Let $x,y,z$ be real numbers such that $xyz=-1$. Prove that
$$\sqrt[3/2]{\frac{3}{2}}\geq E:=\frac{4(x^3+y^3+z^3)}{(x^2+y^2+z^2)^2}$$
I tried to imitate an idea by River Li but it does not work. The idea is to find a function $f$ such that for all $x,y>0$, $$E\leq f(x+y)$$ and then use calculus to show $\displaystyle f_{\max}=\sqrt[3/2]{\frac{3}{2}}$.
For instance, $$x^2+y^2\geq\frac{(x+y)^2}{2},\qquad z^2=\frac{1}{x^2y^2}\geq\frac{16}{(x+y)^4},\qquad z^3=-\frac{1}{x^3y^3}\leq-\frac{64}{(x+y)^6}$$ Unfortunately, there does not exist any function $g$ such that $x^3+y^3\leq g(x+y)$.

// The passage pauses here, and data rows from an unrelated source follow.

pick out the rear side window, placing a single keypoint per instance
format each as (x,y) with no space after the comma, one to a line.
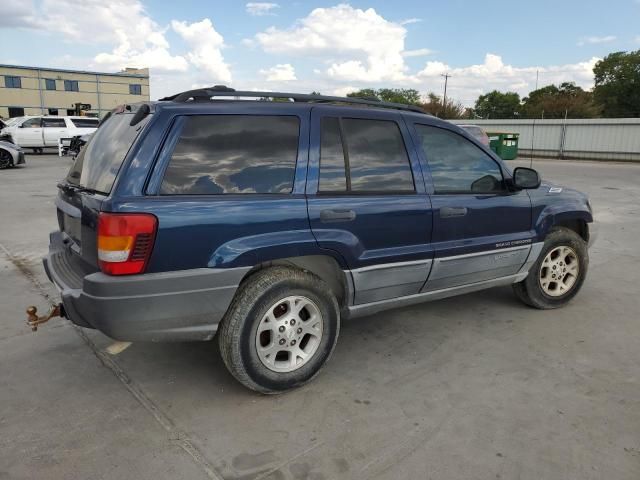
(457,165)
(53,122)
(374,158)
(219,154)
(98,163)
(85,122)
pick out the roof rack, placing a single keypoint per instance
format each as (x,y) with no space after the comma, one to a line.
(206,94)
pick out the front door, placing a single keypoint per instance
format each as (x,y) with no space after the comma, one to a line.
(481,230)
(54,128)
(29,133)
(367,200)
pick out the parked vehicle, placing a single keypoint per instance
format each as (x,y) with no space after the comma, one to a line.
(270,222)
(478,133)
(10,155)
(39,132)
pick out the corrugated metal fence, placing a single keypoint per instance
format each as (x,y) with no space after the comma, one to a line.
(594,139)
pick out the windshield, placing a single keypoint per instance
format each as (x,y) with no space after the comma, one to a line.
(100,160)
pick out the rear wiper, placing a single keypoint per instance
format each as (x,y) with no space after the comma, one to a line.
(69,187)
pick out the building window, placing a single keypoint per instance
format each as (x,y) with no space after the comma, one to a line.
(16,112)
(71,86)
(12,82)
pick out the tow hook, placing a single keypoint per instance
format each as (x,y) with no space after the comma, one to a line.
(33,320)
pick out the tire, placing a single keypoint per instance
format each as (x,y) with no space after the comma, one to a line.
(6,160)
(566,245)
(268,301)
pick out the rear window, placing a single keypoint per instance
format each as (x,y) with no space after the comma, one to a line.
(85,122)
(98,163)
(218,154)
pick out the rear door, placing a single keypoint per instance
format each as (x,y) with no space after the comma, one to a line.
(53,129)
(367,201)
(29,133)
(481,230)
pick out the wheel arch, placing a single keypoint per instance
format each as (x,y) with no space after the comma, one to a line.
(323,266)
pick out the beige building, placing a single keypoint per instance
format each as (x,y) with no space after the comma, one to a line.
(50,91)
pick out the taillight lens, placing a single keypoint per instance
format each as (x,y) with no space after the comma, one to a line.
(125,241)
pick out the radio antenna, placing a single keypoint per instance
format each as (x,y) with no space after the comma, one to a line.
(533,128)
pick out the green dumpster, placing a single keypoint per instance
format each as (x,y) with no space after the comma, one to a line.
(504,144)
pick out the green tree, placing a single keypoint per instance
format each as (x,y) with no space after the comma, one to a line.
(554,102)
(617,84)
(408,96)
(498,105)
(434,106)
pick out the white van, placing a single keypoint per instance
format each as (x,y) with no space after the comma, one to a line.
(45,131)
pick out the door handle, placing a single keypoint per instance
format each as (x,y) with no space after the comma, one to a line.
(337,215)
(446,212)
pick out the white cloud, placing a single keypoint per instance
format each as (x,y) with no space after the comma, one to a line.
(466,83)
(420,52)
(206,48)
(373,46)
(410,21)
(259,9)
(596,40)
(283,72)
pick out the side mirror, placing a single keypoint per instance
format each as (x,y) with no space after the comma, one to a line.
(526,178)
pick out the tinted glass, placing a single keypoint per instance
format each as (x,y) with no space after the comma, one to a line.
(378,159)
(233,154)
(332,173)
(32,123)
(85,122)
(99,162)
(16,112)
(457,165)
(53,122)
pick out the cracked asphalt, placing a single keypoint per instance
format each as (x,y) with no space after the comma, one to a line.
(477,386)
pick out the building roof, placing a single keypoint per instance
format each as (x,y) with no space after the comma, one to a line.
(86,72)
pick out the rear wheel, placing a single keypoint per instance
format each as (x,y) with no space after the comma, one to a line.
(559,272)
(280,330)
(6,160)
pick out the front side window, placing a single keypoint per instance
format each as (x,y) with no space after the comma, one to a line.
(12,82)
(85,122)
(374,158)
(219,154)
(71,85)
(457,165)
(53,123)
(32,123)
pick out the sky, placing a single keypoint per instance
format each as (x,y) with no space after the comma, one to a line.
(330,47)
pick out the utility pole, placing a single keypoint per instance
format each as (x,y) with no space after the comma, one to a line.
(444,99)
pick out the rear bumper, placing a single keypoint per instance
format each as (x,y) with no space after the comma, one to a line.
(167,306)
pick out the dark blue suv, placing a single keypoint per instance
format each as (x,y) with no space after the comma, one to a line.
(269,220)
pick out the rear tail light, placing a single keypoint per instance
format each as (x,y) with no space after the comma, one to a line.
(125,241)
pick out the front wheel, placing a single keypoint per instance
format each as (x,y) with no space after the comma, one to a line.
(558,274)
(280,329)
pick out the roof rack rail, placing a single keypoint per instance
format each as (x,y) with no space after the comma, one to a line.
(206,94)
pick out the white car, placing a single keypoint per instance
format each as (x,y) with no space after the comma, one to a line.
(45,131)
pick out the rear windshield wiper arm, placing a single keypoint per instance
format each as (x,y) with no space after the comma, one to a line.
(69,187)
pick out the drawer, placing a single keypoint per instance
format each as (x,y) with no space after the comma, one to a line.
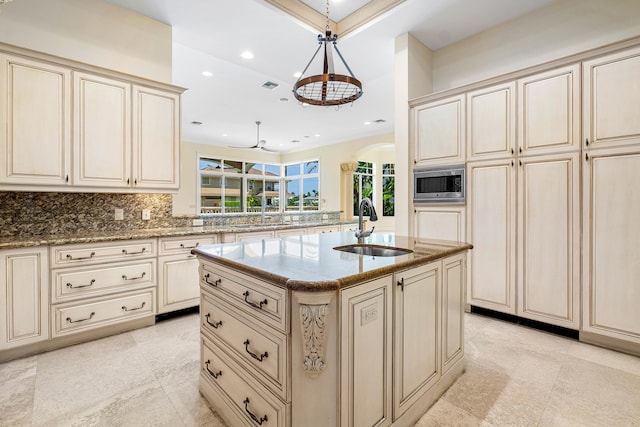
(81,282)
(95,253)
(263,349)
(263,300)
(247,399)
(68,318)
(178,245)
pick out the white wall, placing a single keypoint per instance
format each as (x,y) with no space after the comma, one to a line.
(90,31)
(562,28)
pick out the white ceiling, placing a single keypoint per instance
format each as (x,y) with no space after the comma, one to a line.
(210,35)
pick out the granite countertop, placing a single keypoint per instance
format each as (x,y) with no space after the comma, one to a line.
(13,242)
(310,263)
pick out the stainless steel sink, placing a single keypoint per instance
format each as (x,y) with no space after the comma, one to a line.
(373,250)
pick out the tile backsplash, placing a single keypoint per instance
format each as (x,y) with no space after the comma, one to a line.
(36,213)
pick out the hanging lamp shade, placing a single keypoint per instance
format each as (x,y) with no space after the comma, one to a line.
(327,88)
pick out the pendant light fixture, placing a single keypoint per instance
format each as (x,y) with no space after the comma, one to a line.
(327,88)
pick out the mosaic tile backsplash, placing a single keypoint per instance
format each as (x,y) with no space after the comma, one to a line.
(35,213)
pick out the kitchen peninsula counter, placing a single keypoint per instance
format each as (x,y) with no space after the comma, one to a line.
(295,333)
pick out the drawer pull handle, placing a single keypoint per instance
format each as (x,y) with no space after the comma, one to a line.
(215,325)
(124,251)
(189,247)
(124,307)
(253,417)
(253,304)
(70,286)
(93,313)
(206,280)
(71,258)
(124,276)
(213,374)
(255,356)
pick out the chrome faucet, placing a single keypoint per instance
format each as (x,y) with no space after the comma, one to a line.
(361,234)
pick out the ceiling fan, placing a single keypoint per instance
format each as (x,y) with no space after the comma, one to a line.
(260,143)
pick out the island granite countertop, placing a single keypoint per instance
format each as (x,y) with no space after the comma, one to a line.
(12,242)
(309,262)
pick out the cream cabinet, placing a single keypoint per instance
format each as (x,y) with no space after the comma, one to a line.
(491,122)
(35,117)
(548,239)
(24,297)
(416,347)
(178,278)
(610,98)
(102,137)
(440,223)
(611,254)
(491,227)
(549,111)
(365,368)
(156,139)
(102,284)
(70,128)
(439,132)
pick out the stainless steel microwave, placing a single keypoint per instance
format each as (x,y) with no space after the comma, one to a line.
(440,184)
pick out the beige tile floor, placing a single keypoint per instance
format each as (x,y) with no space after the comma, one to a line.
(515,376)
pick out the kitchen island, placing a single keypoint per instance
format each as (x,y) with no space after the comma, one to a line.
(296,333)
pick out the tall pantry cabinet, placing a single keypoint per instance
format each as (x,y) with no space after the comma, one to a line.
(611,200)
(524,199)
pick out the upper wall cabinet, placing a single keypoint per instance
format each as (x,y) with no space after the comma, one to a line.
(35,122)
(439,129)
(611,93)
(102,137)
(549,111)
(116,133)
(156,138)
(491,115)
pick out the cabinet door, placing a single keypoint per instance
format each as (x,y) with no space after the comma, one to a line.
(611,90)
(179,285)
(491,227)
(439,132)
(611,294)
(35,117)
(440,223)
(491,120)
(549,111)
(416,345)
(549,239)
(366,354)
(24,297)
(454,279)
(156,139)
(102,137)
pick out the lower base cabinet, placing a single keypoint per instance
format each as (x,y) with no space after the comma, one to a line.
(349,353)
(24,297)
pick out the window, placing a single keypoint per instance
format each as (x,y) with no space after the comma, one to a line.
(362,185)
(388,189)
(301,182)
(230,186)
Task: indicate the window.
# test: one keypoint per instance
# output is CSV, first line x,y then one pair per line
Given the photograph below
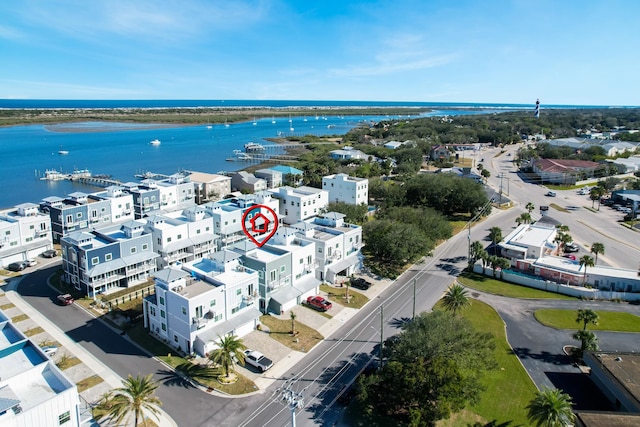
x,y
64,418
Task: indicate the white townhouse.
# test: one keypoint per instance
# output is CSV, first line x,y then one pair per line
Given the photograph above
x,y
204,300
25,232
346,189
33,390
181,236
529,241
300,203
304,282
227,215
210,186
108,260
175,192
337,245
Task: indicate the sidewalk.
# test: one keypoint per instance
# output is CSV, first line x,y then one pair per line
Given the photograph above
x,y
89,365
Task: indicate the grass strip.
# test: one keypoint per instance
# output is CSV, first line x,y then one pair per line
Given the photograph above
x,y
614,321
280,330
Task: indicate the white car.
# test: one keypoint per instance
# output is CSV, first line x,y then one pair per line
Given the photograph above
x,y
50,350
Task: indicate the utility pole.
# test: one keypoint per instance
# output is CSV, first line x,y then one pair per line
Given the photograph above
x,y
293,399
414,299
381,333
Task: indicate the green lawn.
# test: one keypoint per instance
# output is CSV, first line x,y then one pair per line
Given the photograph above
x,y
510,379
499,287
608,320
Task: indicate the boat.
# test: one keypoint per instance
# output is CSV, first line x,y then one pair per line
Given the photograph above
x,y
252,147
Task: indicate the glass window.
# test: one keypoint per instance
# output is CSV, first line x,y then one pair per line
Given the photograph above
x,y
64,418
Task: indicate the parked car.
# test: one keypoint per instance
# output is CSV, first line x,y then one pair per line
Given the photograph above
x,y
257,360
319,303
359,283
65,299
50,350
49,253
571,247
17,266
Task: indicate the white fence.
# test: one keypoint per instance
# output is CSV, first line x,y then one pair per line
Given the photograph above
x,y
548,285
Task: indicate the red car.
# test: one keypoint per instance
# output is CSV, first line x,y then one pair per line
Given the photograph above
x,y
319,303
65,299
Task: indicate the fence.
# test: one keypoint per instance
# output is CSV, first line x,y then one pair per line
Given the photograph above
x,y
547,285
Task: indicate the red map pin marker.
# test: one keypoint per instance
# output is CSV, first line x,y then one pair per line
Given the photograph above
x,y
259,224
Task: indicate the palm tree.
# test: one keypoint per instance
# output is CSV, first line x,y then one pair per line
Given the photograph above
x,y
586,261
229,347
588,341
495,234
456,298
597,248
586,316
135,395
293,322
530,207
551,408
476,249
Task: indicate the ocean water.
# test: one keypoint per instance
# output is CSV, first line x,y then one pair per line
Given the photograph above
x,y
123,150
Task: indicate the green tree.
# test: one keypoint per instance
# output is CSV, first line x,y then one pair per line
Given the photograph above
x,y
434,369
135,396
495,234
551,408
588,341
587,316
230,347
530,207
596,249
585,261
456,298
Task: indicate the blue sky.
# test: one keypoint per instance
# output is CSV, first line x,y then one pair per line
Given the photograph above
x,y
510,51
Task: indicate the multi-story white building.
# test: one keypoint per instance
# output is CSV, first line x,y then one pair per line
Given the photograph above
x,y
346,189
81,211
33,390
24,233
180,237
227,215
210,186
301,203
108,260
207,299
337,245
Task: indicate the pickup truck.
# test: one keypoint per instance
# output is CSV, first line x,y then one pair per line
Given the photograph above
x,y
319,303
257,360
65,299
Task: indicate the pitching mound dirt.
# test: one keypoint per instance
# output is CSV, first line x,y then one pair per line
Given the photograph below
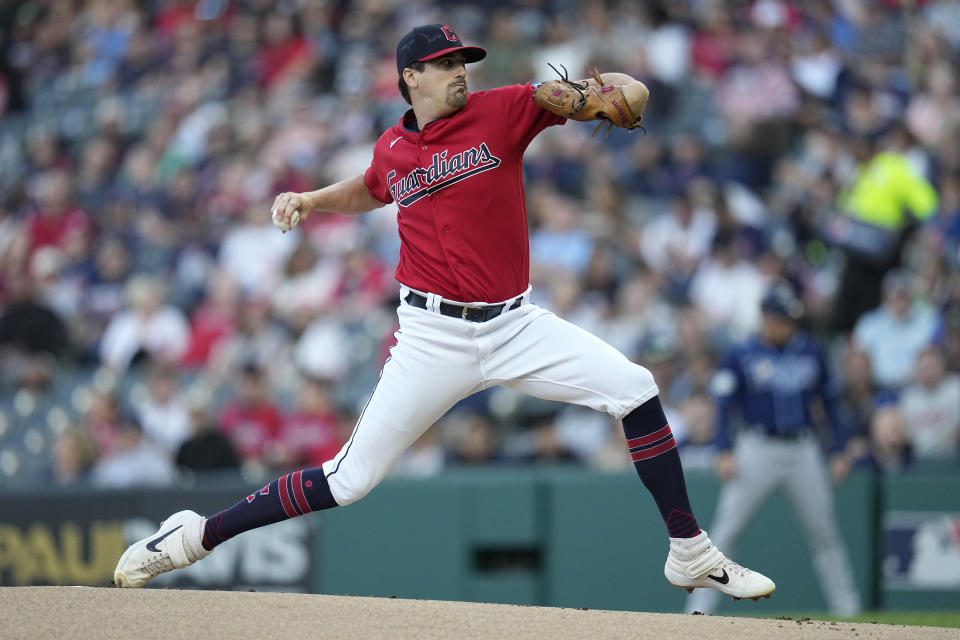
x,y
83,612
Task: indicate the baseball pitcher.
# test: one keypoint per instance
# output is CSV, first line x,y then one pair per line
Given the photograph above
x,y
453,165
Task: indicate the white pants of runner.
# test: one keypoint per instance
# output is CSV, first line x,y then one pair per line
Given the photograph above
x,y
438,360
797,467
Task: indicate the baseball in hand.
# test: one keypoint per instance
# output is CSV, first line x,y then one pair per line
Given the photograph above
x,y
285,225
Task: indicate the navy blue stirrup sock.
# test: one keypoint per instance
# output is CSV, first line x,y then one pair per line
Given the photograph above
x,y
655,457
289,496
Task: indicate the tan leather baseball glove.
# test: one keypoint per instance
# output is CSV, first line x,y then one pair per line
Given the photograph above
x,y
614,105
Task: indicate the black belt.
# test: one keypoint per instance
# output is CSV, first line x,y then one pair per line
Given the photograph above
x,y
464,311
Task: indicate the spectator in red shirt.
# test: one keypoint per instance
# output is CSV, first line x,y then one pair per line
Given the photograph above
x,y
251,419
57,217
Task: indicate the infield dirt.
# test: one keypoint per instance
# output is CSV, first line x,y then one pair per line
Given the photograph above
x,y
86,612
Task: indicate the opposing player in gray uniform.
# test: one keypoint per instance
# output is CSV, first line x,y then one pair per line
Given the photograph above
x,y
767,384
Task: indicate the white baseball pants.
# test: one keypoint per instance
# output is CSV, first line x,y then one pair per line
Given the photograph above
x,y
438,360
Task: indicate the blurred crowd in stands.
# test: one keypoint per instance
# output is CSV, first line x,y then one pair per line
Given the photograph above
x,y
153,323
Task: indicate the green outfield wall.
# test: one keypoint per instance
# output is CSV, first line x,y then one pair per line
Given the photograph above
x,y
563,537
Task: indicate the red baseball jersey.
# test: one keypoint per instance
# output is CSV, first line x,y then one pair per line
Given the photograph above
x,y
458,185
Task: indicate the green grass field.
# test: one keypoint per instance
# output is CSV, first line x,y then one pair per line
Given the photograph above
x,y
912,618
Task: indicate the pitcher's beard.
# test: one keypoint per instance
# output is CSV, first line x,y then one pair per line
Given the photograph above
x,y
457,99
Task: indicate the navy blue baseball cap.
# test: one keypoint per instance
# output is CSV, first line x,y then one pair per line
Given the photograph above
x,y
432,41
781,301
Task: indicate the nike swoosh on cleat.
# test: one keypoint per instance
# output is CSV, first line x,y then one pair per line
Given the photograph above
x,y
724,579
152,545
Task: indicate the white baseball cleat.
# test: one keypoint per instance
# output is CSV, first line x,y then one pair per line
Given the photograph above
x,y
175,545
695,562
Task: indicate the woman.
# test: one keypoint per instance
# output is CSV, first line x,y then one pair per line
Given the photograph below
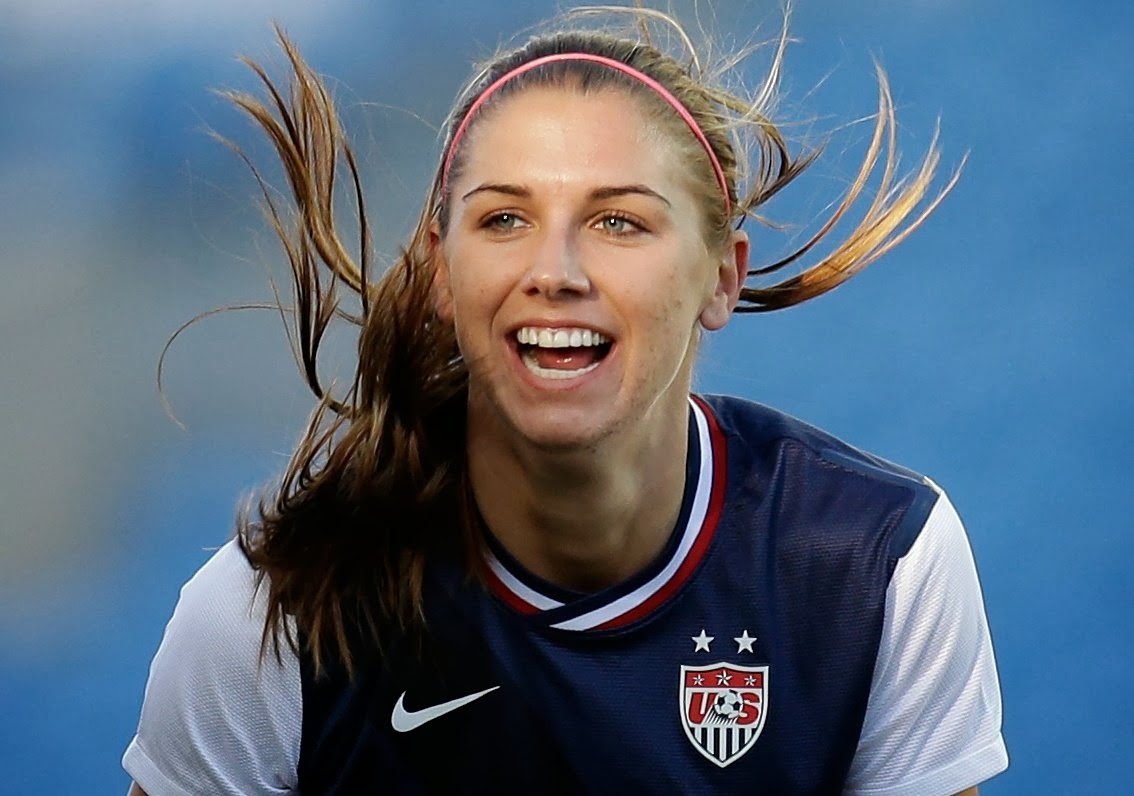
x,y
518,556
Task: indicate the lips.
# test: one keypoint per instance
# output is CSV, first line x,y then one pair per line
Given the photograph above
x,y
561,353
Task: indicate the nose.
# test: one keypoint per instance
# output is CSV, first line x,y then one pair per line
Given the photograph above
x,y
557,271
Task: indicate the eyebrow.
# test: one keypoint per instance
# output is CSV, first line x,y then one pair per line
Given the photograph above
x,y
608,192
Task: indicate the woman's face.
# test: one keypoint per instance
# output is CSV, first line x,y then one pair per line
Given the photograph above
x,y
574,268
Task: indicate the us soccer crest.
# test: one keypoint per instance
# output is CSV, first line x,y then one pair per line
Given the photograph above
x,y
724,706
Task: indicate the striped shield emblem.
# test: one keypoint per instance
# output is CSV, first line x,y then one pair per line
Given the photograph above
x,y
724,706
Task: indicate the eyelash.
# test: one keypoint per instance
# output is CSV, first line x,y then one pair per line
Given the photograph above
x,y
507,221
632,225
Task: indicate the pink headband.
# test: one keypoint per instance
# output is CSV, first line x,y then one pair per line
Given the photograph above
x,y
626,69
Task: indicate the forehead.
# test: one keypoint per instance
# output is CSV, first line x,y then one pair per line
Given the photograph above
x,y
563,135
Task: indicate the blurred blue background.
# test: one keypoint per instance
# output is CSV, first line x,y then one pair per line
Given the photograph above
x,y
992,350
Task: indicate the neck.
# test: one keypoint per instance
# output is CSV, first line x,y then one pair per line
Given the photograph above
x,y
583,518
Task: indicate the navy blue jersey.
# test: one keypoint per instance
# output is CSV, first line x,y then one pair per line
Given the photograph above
x,y
741,661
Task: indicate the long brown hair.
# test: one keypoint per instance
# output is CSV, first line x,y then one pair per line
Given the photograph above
x,y
377,484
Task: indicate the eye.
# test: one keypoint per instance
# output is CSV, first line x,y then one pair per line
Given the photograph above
x,y
618,225
502,222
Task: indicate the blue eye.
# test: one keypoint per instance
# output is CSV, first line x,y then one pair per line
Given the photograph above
x,y
502,221
618,225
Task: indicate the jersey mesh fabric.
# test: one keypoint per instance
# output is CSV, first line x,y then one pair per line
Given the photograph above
x,y
216,719
933,718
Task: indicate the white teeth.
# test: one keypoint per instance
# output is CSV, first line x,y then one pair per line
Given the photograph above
x,y
559,338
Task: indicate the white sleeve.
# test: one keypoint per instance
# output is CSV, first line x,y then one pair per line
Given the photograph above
x,y
932,722
217,718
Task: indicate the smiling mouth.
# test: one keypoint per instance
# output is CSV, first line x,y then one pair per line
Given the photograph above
x,y
565,353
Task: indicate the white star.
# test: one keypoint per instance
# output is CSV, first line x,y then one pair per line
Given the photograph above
x,y
702,641
744,642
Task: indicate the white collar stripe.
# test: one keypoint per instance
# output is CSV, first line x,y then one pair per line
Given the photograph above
x,y
693,528
518,587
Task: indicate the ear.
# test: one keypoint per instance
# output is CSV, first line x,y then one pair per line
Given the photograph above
x,y
731,271
442,294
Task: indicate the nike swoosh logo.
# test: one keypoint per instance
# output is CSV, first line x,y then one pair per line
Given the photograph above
x,y
404,720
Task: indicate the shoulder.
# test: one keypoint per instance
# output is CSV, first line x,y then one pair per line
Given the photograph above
x,y
821,473
933,722
217,712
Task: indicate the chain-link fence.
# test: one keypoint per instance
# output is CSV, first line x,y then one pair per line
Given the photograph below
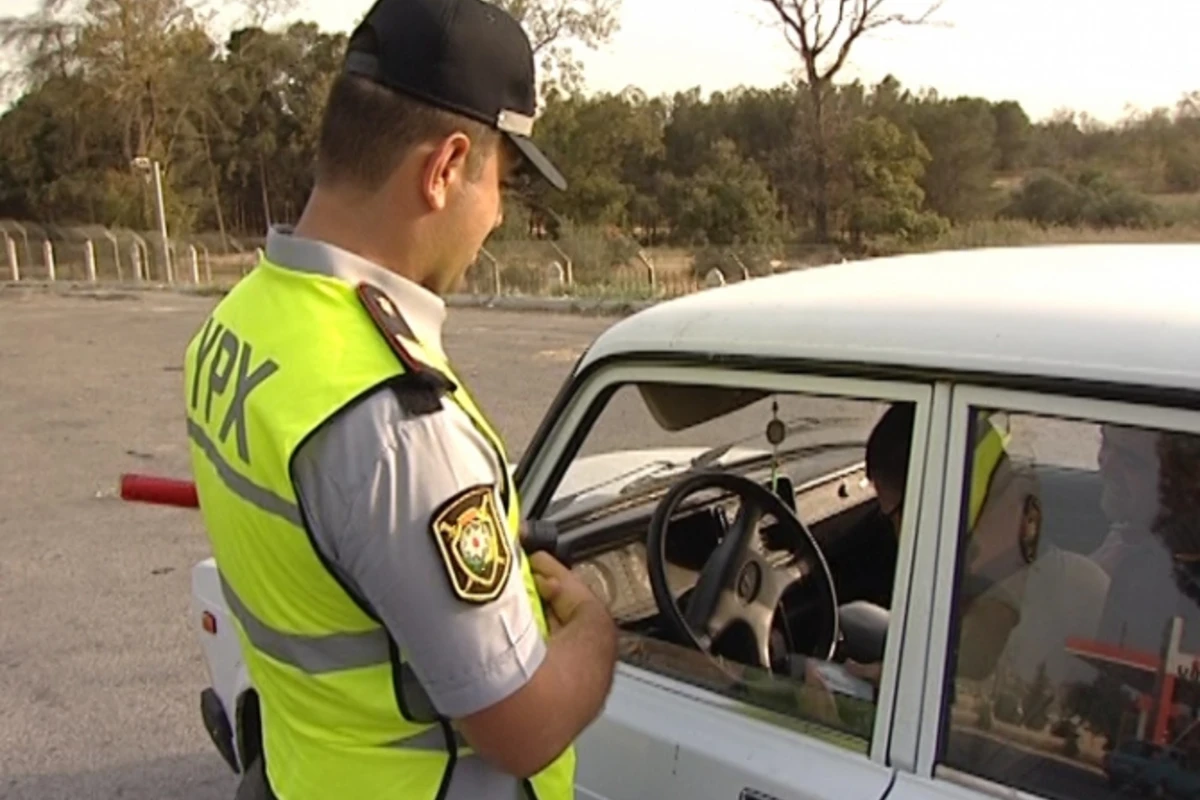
x,y
588,263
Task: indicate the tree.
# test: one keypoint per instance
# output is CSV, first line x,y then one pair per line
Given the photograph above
x,y
961,137
726,202
1013,134
822,32
556,26
885,198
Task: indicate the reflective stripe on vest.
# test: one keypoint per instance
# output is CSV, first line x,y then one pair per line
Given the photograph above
x,y
341,714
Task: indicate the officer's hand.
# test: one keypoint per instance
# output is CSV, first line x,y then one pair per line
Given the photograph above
x,y
559,588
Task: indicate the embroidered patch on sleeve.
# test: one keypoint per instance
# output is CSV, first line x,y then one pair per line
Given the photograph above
x,y
474,546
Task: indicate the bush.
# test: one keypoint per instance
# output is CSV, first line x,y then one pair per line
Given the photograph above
x,y
1092,198
594,252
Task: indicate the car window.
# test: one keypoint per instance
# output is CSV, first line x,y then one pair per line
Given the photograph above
x,y
1077,617
641,444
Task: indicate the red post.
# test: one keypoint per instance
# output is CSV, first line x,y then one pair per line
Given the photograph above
x,y
162,491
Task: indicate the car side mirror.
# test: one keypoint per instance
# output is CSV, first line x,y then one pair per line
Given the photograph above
x,y
864,627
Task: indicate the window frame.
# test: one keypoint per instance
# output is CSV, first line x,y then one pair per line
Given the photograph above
x,y
965,400
583,400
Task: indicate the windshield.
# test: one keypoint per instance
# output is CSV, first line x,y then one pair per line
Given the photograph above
x,y
631,450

Let $x+y+z=3u$, $xy+xz+yz=3v^2,$ where $v^2$ can be negative, and $xyz=w^3$.
Thus, we need to prove that: $$\left(\frac{3}{2}\right)^{\frac{2}{3}}(x^2+y^2+z^2)^2\geq-4\sqrt[3]{xyz}(x^3+y^3+z^3).$$ Now, we can assumme that $x^3+y^3+z^3>0,$ otherwise the inequality is obviously true.
But, if so $$x^3+y^3+z^3-3xyz>0$$ or $$(x+y+z)\sum_{cyc}(x-y)^2>0,$$ which gives $u>0$.
Id est, we need to prove that: $$3\left(\frac{3}{2}\right)^{\frac{2}{3}}(3u^2-2v^2)^2\geq-4w(9u^3-9uv^2+w^3)$$ or $$12\left(\frac{3}{2}\right)^{\frac{2}{3}}v^4-\left(36uw+36\left(\frac{3}{2}\right)^{\frac{2}{3}}u^2\right)v^2+27\left(\frac{3}{2}\right)^{\frac{2}{3}}u^4+36u^3w+4w^4\geq0,$$ for which it's enough to prove that $$324u^2\left(w+\left(\frac{3}{2}\right)^{\frac{2}{3}}u\right)^2-12\left(\frac{3}{2}\right)^{\frac{2}{3}}\left(27\left(\frac{3}{2}\right)^{\frac{2}{3}}u^4+36u^3w+4w^4\right)\leq0$$ or $$18\left(\frac{3}{2}\right)^{\frac{2}{3}}u^3w+27u^2w^2-4\left(\frac{3}{2}\right)^{\frac{2}{3}}w^4\leq0$$ or $$18\left(\frac{3}{2}\right)^{\frac{2}{3}}u^3+27u^2w-4\left(\frac{3}{2}\right)^{\frac{2}{3}}w^3\geq0,$$ which is true by AM-GM: $$18\left(\frac{3}{2}\right)^{\frac{2}{3}}u^3-4\left(\frac{3}{2}\right)^{\frac{2}{3}}w^3+27u^2w\geq$$ $$\geq3\sqrt[3]{\left(9\left(\frac{3}{2}\right)^{\frac{2}{3}}u^3\right)^2\cdot\left(-4\left(\frac{3}{2}\right)^{\frac{2}{3}}w^3\right)}+27u^2w=0$$ and we are done!